Plasmablastic lymphomas: are a relatively new entity in HIV patients. Plasma-blastic lymphomas probably belong to the diffuse large-cell NHLs, but have a completely characteristic immunophenotype - markers for the B-cell antigen CD20 are negative, whereas the plasma-cell reactive antibodies VS38c and CD138 are positive (Brown 1998, Teruya-Feldstein 2004). The oral cavity is the site of involvement (Flaitz 2002, Gaidano 2002), although extra-oral manifestations do occur (Chetty 2003). There is a close association with HHV-8 (Cioc 2004). Like Burkitt's lymphoma, plasmablastic lymphomas have a very high rate of proliferation and are extremely aggressive. More recent data shows that the earlier very poor prognosis is markedly improved by HAART (Teruya-Feldstein 2004, Lester 2004). It is our opinion that patients should receive a more intensive treatment than CHOP-21. Primary effusion lymphoma (PEL): a further therapeutic problem is the relatively rare entity of the so-called primary effusion lymphoma which is also termed body cavity lymphoma (Carbone 1997, 2000). These lymphomas are often very difficult to diagnose histologically. A visible tumor mass is usually absent, so that malignant cells can only be found in body cavities (e.g. pleural, pericardial, peritoneal). There are histological similarities to immunoblastic and anaplastic cells with a non-B-, non-T phenotype. Every pleural or pericardial effusion occurring in an HIV patient and containing malignant cells, is suspicious of PEL. The involved pathologist should always be informed about this suspicion.

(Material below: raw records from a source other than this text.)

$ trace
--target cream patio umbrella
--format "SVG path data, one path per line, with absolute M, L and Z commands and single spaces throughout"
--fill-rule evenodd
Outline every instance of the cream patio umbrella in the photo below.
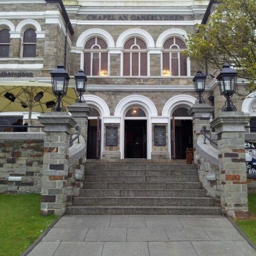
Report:
M 36 96 L 37 98 L 35 98 Z M 37 101 L 40 98 L 40 100 Z M 66 95 L 62 99 L 63 106 L 71 105 L 77 99 L 74 88 L 68 88 Z M 54 106 L 53 101 L 56 101 L 56 97 L 50 83 L 33 81 L 0 82 L 0 112 L 24 111 L 27 109 L 29 124 L 32 111 L 51 111 L 52 107 Z M 48 108 L 46 103 L 47 103 Z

There is a characteristic close association with the herpes virus HHV-8, which can be detected in the malignant cells. Recently, a solitary variant has been reported, which is neither morphologically nor immunophenotypically distinguishable from the classical PEL types (Chadburn 2004). The response to CHOP is usually poor and poorer than that of centroblastic NHL (Simonelli 2003). Case studies with complete remission on HAART alone have been described (Boulanger 2001, Hocqueloux 2001). We have, however, seen two PEL patients who have also died of progression despite CHOP and HAART after only a few months.

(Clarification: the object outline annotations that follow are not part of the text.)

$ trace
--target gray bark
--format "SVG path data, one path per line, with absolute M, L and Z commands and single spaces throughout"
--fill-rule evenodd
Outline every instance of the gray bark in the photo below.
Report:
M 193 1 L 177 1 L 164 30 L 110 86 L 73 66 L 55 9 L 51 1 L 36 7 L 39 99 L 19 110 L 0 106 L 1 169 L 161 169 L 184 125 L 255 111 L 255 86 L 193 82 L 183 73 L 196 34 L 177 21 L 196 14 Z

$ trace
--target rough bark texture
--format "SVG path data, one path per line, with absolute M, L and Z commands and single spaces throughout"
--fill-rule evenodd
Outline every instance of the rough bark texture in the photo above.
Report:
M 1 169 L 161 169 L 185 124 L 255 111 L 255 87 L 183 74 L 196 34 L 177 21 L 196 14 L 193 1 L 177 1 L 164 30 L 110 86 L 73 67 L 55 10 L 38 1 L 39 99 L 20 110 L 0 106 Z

Recently, a combined chemotherapy with high dose methotrexate has been reported, with which, in at least 3/7 patients, a lasting complete remission could be achieved - a notable achievement in view of the otherwise poor prognosis, and an approach that should be followed up (Boulanger 2003). On the other hand, there are reports in which even intensive treatment regimens were unsuccessful (Waddington 2004).